Checkpoint: You can deliver the defense to a rubber duck in fifteen minutes, hitting all four points with a concrete example for point (2). If not: if point (2) is vague (“it would just be worse”), you haven’t pinned the failure to a moment — name the exact step where Claude Code loads the whole log dir and loses the signal, or runs a write tool yours forbids. A concrete moment is what makes the defense land.

Definition of Done

  • A harness/ package with three distinct roles: LEAD (decompose + route + synthesize), WORKER (isolated subprocess, own working dir, narrow context, tight tools), VALIDATOR (rejects malformed and substance-poor results, escalates rather than drops).
  • Model fallback (Month 7) wired per role; the entire milestone runs on local Ollama for $0.
  • A runs/ directory with three completed trace.jsonl artifacts, each recording every sub-agent call (role, model, result, verdict) plus the saved inputs needed for replay.
  • uv run python -m harness.replay runs/<ts> reproduces a past run’s pipeline from disk.
  • POSTMORTEM.md documents one failed run, its root cause traced from the artifact, and the concrete fix (with a successful re-run).
  • A DEFENSE.md / talk that argues, with a concrete example, why a default agent would have failed at this domain.
  • Self-verify: wc -l runs/*/trace.jsonl shows three non-trivial traces; uv run python -m harness.replay runs/$(ls runs | head -1) runs clean.

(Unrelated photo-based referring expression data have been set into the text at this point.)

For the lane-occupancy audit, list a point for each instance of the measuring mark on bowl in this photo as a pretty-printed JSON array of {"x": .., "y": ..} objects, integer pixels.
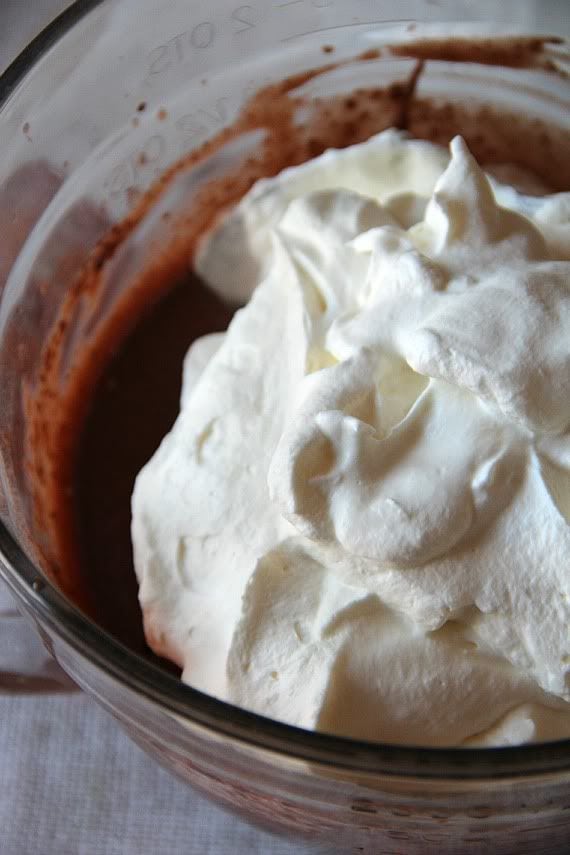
[{"x": 346, "y": 26}]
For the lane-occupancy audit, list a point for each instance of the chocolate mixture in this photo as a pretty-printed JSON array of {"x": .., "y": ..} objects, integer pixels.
[{"x": 94, "y": 420}]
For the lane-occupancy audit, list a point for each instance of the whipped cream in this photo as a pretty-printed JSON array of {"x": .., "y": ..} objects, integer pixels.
[{"x": 360, "y": 520}]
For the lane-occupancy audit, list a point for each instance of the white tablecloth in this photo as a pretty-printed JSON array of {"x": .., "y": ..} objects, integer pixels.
[{"x": 72, "y": 783}]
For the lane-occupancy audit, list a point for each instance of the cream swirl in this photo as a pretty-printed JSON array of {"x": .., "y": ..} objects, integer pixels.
[{"x": 360, "y": 521}]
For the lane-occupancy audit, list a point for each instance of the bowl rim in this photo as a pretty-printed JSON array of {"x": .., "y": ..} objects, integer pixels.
[{"x": 54, "y": 611}]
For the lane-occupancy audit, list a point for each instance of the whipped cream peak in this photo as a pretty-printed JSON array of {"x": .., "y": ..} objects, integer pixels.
[{"x": 361, "y": 520}]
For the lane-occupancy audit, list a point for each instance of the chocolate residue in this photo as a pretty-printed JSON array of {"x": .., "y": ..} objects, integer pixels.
[
  {"x": 58, "y": 402},
  {"x": 512, "y": 52}
]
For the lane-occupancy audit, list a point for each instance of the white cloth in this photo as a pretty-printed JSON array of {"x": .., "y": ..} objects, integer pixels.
[{"x": 72, "y": 783}]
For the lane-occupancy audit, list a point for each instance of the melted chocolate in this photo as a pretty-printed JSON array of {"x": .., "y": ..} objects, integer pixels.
[{"x": 133, "y": 407}]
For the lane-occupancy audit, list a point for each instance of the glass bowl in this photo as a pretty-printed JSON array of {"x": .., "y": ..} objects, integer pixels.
[{"x": 98, "y": 106}]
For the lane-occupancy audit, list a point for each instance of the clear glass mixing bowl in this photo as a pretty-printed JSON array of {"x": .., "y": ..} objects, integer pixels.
[{"x": 99, "y": 105}]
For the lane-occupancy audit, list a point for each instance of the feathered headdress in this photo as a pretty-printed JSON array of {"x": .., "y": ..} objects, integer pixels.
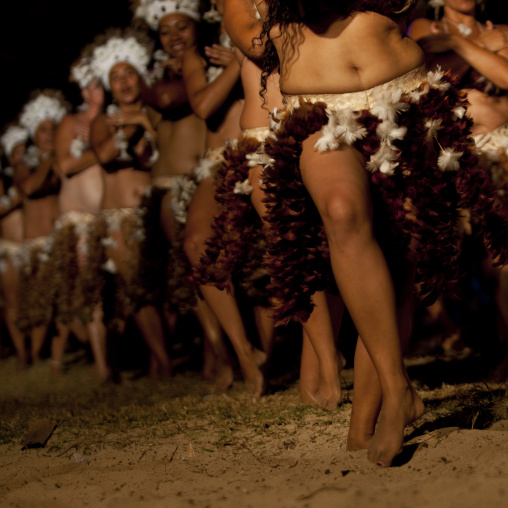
[
  {"x": 120, "y": 47},
  {"x": 13, "y": 136},
  {"x": 152, "y": 11}
]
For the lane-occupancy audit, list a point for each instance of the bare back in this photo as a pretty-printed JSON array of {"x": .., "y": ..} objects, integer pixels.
[
  {"x": 181, "y": 146},
  {"x": 82, "y": 192},
  {"x": 344, "y": 55},
  {"x": 256, "y": 111}
]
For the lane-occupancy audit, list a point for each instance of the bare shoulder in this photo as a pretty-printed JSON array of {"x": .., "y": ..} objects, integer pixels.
[{"x": 419, "y": 27}]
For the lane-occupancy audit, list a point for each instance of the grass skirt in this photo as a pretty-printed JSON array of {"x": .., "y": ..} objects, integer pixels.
[
  {"x": 413, "y": 134},
  {"x": 37, "y": 287},
  {"x": 236, "y": 249}
]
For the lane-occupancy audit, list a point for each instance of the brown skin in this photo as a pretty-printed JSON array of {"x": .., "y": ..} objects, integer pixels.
[{"x": 124, "y": 188}]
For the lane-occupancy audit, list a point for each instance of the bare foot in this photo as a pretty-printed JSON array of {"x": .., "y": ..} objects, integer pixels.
[
  {"x": 359, "y": 439},
  {"x": 253, "y": 372},
  {"x": 326, "y": 396},
  {"x": 396, "y": 412},
  {"x": 56, "y": 369},
  {"x": 208, "y": 369},
  {"x": 224, "y": 377}
]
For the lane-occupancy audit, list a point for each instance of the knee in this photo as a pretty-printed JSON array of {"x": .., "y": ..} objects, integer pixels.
[
  {"x": 194, "y": 246},
  {"x": 345, "y": 216}
]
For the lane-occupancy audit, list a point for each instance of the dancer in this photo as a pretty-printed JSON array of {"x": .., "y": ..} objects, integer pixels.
[
  {"x": 477, "y": 52},
  {"x": 360, "y": 115},
  {"x": 35, "y": 176},
  {"x": 181, "y": 142},
  {"x": 211, "y": 75},
  {"x": 123, "y": 140},
  {"x": 79, "y": 203},
  {"x": 319, "y": 376},
  {"x": 13, "y": 141}
]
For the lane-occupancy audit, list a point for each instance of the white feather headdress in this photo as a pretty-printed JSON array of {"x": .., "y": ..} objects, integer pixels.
[
  {"x": 116, "y": 49},
  {"x": 13, "y": 136},
  {"x": 81, "y": 73},
  {"x": 43, "y": 107},
  {"x": 152, "y": 11}
]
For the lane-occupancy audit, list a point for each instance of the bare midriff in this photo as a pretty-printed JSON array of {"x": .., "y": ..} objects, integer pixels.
[
  {"x": 181, "y": 146},
  {"x": 347, "y": 55},
  {"x": 82, "y": 192},
  {"x": 124, "y": 188}
]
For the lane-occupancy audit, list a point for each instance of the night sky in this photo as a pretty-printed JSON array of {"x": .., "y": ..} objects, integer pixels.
[{"x": 39, "y": 40}]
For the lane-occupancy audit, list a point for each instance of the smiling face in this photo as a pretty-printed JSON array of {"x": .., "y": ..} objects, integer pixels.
[
  {"x": 125, "y": 83},
  {"x": 44, "y": 135},
  {"x": 94, "y": 93},
  {"x": 177, "y": 32},
  {"x": 17, "y": 153},
  {"x": 463, "y": 6}
]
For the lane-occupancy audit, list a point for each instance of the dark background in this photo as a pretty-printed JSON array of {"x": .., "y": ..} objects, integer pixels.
[{"x": 39, "y": 40}]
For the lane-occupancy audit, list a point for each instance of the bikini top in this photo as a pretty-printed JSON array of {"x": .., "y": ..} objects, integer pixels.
[
  {"x": 177, "y": 113},
  {"x": 50, "y": 187},
  {"x": 127, "y": 158},
  {"x": 388, "y": 8}
]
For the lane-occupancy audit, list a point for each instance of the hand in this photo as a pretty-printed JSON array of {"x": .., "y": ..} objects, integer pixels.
[
  {"x": 492, "y": 38},
  {"x": 128, "y": 118},
  {"x": 174, "y": 65},
  {"x": 438, "y": 42},
  {"x": 83, "y": 130},
  {"x": 219, "y": 55}
]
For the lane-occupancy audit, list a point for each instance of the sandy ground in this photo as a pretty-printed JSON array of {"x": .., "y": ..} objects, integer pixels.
[{"x": 179, "y": 443}]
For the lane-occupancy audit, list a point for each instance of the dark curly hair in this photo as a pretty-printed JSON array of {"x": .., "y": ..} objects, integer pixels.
[{"x": 304, "y": 12}]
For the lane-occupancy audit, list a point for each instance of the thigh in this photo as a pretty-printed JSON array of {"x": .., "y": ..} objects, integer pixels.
[
  {"x": 202, "y": 209},
  {"x": 334, "y": 177}
]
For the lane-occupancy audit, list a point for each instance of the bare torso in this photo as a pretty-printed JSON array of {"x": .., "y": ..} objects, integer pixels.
[
  {"x": 40, "y": 216},
  {"x": 256, "y": 112},
  {"x": 124, "y": 188},
  {"x": 229, "y": 127},
  {"x": 488, "y": 112},
  {"x": 345, "y": 55},
  {"x": 81, "y": 191},
  {"x": 181, "y": 144},
  {"x": 11, "y": 226}
]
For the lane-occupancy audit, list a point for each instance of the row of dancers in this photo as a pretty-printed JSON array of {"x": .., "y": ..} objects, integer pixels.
[{"x": 308, "y": 155}]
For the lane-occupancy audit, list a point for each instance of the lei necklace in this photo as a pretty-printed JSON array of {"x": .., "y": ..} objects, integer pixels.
[
  {"x": 463, "y": 29},
  {"x": 121, "y": 142}
]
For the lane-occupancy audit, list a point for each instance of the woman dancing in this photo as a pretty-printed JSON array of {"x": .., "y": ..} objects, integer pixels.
[
  {"x": 476, "y": 50},
  {"x": 13, "y": 141},
  {"x": 181, "y": 141},
  {"x": 123, "y": 140},
  {"x": 343, "y": 119},
  {"x": 36, "y": 177},
  {"x": 211, "y": 75},
  {"x": 79, "y": 203}
]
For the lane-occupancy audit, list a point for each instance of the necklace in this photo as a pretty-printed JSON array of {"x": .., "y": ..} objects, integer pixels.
[{"x": 463, "y": 29}]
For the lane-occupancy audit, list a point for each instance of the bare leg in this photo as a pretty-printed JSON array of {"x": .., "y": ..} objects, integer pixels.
[
  {"x": 37, "y": 338},
  {"x": 319, "y": 331},
  {"x": 223, "y": 304},
  {"x": 215, "y": 351},
  {"x": 147, "y": 318},
  {"x": 266, "y": 328},
  {"x": 338, "y": 185},
  {"x": 10, "y": 284},
  {"x": 79, "y": 330},
  {"x": 97, "y": 335},
  {"x": 58, "y": 345},
  {"x": 149, "y": 323},
  {"x": 309, "y": 371}
]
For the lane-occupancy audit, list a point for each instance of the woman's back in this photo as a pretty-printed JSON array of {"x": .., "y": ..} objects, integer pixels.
[{"x": 338, "y": 55}]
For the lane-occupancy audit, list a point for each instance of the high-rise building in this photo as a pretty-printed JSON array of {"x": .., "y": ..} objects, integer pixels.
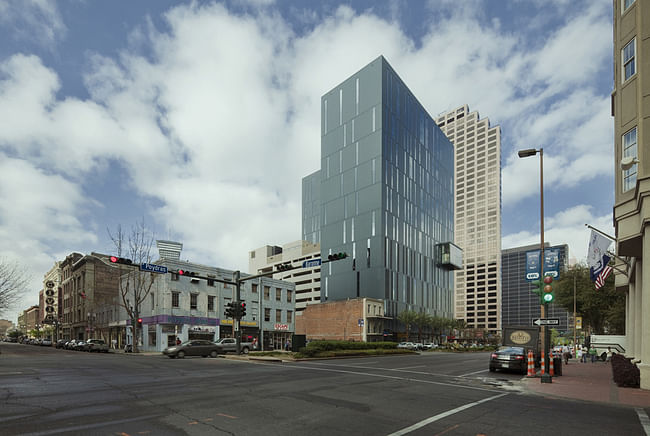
[
  {"x": 631, "y": 111},
  {"x": 477, "y": 214},
  {"x": 519, "y": 304},
  {"x": 383, "y": 195}
]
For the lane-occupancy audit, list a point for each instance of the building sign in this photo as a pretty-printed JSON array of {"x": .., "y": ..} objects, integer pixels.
[{"x": 241, "y": 323}]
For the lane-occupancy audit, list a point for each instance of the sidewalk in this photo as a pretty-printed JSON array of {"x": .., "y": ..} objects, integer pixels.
[{"x": 588, "y": 382}]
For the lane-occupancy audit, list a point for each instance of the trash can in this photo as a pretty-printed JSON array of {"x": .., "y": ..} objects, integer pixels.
[{"x": 557, "y": 365}]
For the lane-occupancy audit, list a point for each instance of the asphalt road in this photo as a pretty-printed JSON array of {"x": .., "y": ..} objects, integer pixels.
[{"x": 44, "y": 391}]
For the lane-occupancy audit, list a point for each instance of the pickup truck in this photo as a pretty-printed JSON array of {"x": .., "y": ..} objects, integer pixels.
[{"x": 226, "y": 345}]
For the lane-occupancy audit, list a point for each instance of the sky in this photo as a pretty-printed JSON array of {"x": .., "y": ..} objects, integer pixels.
[{"x": 200, "y": 118}]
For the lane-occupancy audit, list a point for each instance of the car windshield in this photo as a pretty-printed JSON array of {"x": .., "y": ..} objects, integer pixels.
[{"x": 511, "y": 350}]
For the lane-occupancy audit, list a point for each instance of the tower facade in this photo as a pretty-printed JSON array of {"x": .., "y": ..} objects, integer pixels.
[
  {"x": 477, "y": 213},
  {"x": 384, "y": 196}
]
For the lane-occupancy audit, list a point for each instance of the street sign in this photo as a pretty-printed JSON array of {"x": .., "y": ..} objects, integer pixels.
[
  {"x": 153, "y": 268},
  {"x": 546, "y": 321},
  {"x": 311, "y": 263}
]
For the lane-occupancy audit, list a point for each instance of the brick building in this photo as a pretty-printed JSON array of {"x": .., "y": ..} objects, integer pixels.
[{"x": 356, "y": 319}]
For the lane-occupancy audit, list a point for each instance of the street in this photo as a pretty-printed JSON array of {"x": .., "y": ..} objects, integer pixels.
[{"x": 48, "y": 391}]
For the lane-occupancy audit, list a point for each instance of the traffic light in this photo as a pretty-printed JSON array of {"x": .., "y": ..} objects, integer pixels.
[
  {"x": 547, "y": 294},
  {"x": 337, "y": 256},
  {"x": 229, "y": 313},
  {"x": 122, "y": 260}
]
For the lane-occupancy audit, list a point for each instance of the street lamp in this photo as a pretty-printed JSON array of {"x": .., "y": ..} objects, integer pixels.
[{"x": 546, "y": 378}]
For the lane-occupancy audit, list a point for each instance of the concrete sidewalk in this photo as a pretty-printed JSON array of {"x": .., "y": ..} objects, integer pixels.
[{"x": 588, "y": 382}]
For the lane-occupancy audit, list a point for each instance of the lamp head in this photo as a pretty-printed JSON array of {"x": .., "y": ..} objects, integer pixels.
[{"x": 528, "y": 152}]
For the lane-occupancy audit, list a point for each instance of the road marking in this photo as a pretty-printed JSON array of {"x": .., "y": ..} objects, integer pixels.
[
  {"x": 472, "y": 373},
  {"x": 84, "y": 427},
  {"x": 392, "y": 377},
  {"x": 443, "y": 415},
  {"x": 645, "y": 421}
]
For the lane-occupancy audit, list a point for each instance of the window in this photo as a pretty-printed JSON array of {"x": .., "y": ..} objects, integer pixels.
[
  {"x": 629, "y": 150},
  {"x": 627, "y": 4},
  {"x": 629, "y": 63}
]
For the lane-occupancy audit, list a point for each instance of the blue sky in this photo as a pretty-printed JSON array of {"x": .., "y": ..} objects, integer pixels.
[{"x": 202, "y": 117}]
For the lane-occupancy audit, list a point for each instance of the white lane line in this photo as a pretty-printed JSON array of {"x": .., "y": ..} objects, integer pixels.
[
  {"x": 443, "y": 415},
  {"x": 409, "y": 367},
  {"x": 367, "y": 374},
  {"x": 472, "y": 373},
  {"x": 645, "y": 421}
]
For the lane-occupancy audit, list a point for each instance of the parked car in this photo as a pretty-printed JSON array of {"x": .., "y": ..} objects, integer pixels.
[
  {"x": 511, "y": 358},
  {"x": 97, "y": 345},
  {"x": 407, "y": 345},
  {"x": 194, "y": 347}
]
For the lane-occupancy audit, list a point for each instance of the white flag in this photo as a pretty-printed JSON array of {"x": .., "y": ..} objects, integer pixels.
[{"x": 597, "y": 257}]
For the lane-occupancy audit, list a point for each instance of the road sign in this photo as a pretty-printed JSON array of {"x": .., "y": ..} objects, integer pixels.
[
  {"x": 547, "y": 321},
  {"x": 153, "y": 268},
  {"x": 311, "y": 263}
]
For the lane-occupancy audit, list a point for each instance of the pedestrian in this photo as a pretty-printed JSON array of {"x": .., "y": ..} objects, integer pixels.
[{"x": 579, "y": 353}]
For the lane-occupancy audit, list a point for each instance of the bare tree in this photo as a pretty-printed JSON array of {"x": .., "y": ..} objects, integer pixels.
[
  {"x": 13, "y": 281},
  {"x": 134, "y": 285}
]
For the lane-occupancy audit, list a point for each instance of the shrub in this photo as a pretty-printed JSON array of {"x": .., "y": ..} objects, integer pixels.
[{"x": 625, "y": 373}]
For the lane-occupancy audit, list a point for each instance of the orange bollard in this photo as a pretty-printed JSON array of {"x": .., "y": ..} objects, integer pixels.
[
  {"x": 551, "y": 369},
  {"x": 531, "y": 364}
]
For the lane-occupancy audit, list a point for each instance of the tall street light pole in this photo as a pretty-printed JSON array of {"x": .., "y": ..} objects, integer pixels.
[{"x": 546, "y": 377}]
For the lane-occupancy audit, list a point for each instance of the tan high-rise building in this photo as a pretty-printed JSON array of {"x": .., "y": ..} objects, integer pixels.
[
  {"x": 631, "y": 111},
  {"x": 477, "y": 215}
]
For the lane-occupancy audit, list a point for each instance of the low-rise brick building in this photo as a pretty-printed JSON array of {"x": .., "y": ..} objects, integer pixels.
[{"x": 355, "y": 319}]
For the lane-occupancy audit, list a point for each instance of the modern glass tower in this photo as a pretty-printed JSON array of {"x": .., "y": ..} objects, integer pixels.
[{"x": 383, "y": 195}]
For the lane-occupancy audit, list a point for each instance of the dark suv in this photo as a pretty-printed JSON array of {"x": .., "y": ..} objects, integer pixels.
[{"x": 194, "y": 347}]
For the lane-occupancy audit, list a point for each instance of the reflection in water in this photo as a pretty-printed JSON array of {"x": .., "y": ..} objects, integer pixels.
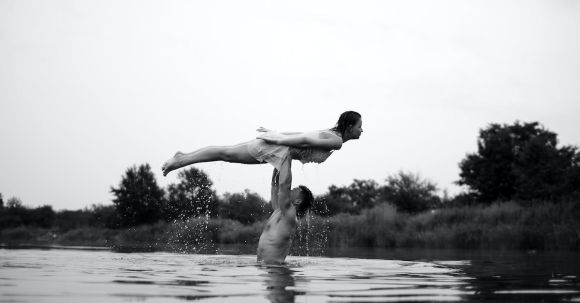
[
  {"x": 35, "y": 275},
  {"x": 279, "y": 279}
]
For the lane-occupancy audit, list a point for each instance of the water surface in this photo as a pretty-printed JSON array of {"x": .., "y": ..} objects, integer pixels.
[{"x": 78, "y": 275}]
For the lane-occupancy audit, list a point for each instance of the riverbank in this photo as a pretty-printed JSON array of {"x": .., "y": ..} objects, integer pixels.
[{"x": 543, "y": 226}]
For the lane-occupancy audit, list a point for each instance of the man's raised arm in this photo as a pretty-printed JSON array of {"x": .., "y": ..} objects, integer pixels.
[
  {"x": 274, "y": 190},
  {"x": 285, "y": 178}
]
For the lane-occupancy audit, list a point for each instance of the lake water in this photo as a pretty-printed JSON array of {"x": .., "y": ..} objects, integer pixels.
[{"x": 354, "y": 275}]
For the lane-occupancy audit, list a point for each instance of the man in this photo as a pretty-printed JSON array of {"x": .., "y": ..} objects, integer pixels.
[{"x": 277, "y": 235}]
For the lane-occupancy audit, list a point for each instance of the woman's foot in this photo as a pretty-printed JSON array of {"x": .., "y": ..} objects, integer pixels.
[{"x": 172, "y": 163}]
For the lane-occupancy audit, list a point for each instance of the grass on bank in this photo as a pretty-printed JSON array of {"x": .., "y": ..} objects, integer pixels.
[{"x": 541, "y": 226}]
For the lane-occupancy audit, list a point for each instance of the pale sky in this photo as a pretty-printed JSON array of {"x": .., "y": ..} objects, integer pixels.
[{"x": 90, "y": 88}]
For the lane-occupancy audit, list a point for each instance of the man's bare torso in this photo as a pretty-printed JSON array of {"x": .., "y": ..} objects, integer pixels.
[{"x": 276, "y": 239}]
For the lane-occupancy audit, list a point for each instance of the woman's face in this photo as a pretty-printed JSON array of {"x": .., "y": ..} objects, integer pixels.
[{"x": 356, "y": 130}]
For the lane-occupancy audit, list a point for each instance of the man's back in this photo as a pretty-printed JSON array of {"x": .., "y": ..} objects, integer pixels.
[{"x": 276, "y": 238}]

Self-explain: in one sentence, why does saving inputs (not just outputs) to the trace turn a run from an after-the-fact log into something you can actually re-run and debug?

Stretch Goals

  1. Containerized workers (Excellent tier). Run any shell-touching worker inside an ephemeral Colima/Podman container (Month 8), destroyed after the slice. State the blast radius in SPEC.md.
  2. Parallel + cost report. Run workers concurrently and have the trace tally per-role token counts, then print a cost report ($0 on Ollama; estimated cents if the synthesis role used a paid frontier model).
  3. Second harness, one swap. Point the same orchestrator at a second domain by changing only the tools, context loader, and SPEC — proving the orchestration core is domain-agnostic and the harness is the domain layer.
  4. Eval harness. Build a small fixed set of inputs with known-correct answers and score the harness (precision/recall on incidents found), then use it to prove your postmortem fix actually improved results.

Troubleshooting

  • Trace is empty or partial. You forgot to flush() (the example flushes per write) or the process crashed before close(). Flush on every emit; wrap the run in try/finally: trace.close().
  • served_by / fallback isn’t in the trace. Your Month 7 ModelReply must expose which provider actually answered. If it doesn’t, add that field — the milestone wants the fallback visible in the artifact.
  • Replay produces different findings. Expected — models aren’t deterministic. Replay reproduces the pipeline and inputs, not the exact text (README §8). For closer reproducibility, set temperature 0 and a fixed seed where your model supports it.
  • All three runs look identical. Use genuinely different inputs (different log dirs / PRs / submissions). Three runs on the same input don’t demonstrate the harness handles realistic variety.
  • Postmortem feels contrived. Don’t invent a failure — find one by feeding adversarial input (noise that outweighs signal, a submission designed to fool the validator). The real failure mode is more instructive than a staged one.
  • Worker subprocess import errors. Same as Lab 2: run workers as modules from the project root, log to stderr, print only JSON to stdout.